Boko Haram in Nigeria has meanwhile extended its operations into Cameroon.  In North Africa, several Al Qaeda affiliated terrorist groups are at play while in Central Africa region, rag-tag armies and groups like Lord’s Resistance Army are active across several countries.

One of the weaknesses of African countries in fighting terrorism is their inability to indentify and cut financing links to terrorists. A good example is Boko Haram whose leader is often broadcast speaking in front of military tanks and displaying sophisticated weapons.

In Somalia, the Al Shabaab is still able to secure military hardware supplies despite the presence of the African Union peacekeeping force there.
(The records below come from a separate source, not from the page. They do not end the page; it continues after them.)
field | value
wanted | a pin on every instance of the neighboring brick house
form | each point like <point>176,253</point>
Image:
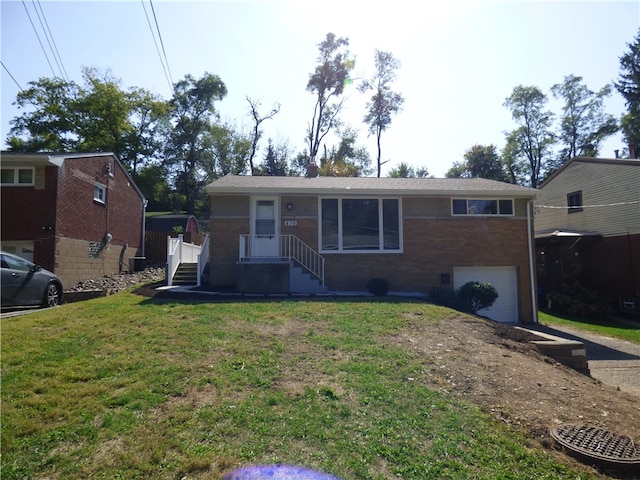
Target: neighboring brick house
<point>78,215</point>
<point>588,229</point>
<point>414,233</point>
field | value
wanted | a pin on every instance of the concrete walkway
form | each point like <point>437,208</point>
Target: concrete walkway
<point>612,361</point>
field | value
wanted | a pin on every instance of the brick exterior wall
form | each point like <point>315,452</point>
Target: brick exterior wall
<point>434,243</point>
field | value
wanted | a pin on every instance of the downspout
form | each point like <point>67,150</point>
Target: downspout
<point>534,310</point>
<point>145,202</point>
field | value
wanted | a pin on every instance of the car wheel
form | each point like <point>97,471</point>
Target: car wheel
<point>51,296</point>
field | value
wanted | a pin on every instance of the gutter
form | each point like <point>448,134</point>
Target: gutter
<point>534,310</point>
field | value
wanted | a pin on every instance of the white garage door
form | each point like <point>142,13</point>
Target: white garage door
<point>504,279</point>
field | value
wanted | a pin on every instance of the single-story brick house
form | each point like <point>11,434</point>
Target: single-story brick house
<point>342,232</point>
<point>79,215</point>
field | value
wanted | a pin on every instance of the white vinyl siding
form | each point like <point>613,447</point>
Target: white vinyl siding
<point>504,280</point>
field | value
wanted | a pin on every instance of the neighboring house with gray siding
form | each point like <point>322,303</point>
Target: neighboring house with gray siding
<point>78,215</point>
<point>342,232</point>
<point>588,228</point>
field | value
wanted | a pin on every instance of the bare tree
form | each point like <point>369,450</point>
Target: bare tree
<point>384,103</point>
<point>327,82</point>
<point>254,105</point>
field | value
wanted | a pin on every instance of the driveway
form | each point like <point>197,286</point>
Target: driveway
<point>612,361</point>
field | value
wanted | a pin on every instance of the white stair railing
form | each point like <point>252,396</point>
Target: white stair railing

Then there is the challenge of porous borders and lack of enough manpower and low investment in technology to monitor the unmanned border areas.

What this means is that terrorists are likely to continue using these advantages to increase their influence across the continent if countries do not take immediate measures to invest heavily in anti-terrorism measures.

Sadly, this is happening at a time when Africa is working harder to increase intra-regional trade, with new protocols allowing for free movement of goods, services and people across the borders.

This means more businesses in Africa are exposed to terrorism either in their countries of origin or in countries that they are likely to be doing business in.

To mitigate on these risks, it is crucial therefore that terrorism insurance becomes part and parcel of business risk planning for businesses in the continent.

There is increasing number of insurance companies that today offer terrorism insurance cover. In other countries, capacity for insurers to cover risk is still being developed.

But the important news is that Pan-African reinsurance companies like ZEP-RE and others have redeveloped a bigger capacity to offer reinsurance services on terrorism risks.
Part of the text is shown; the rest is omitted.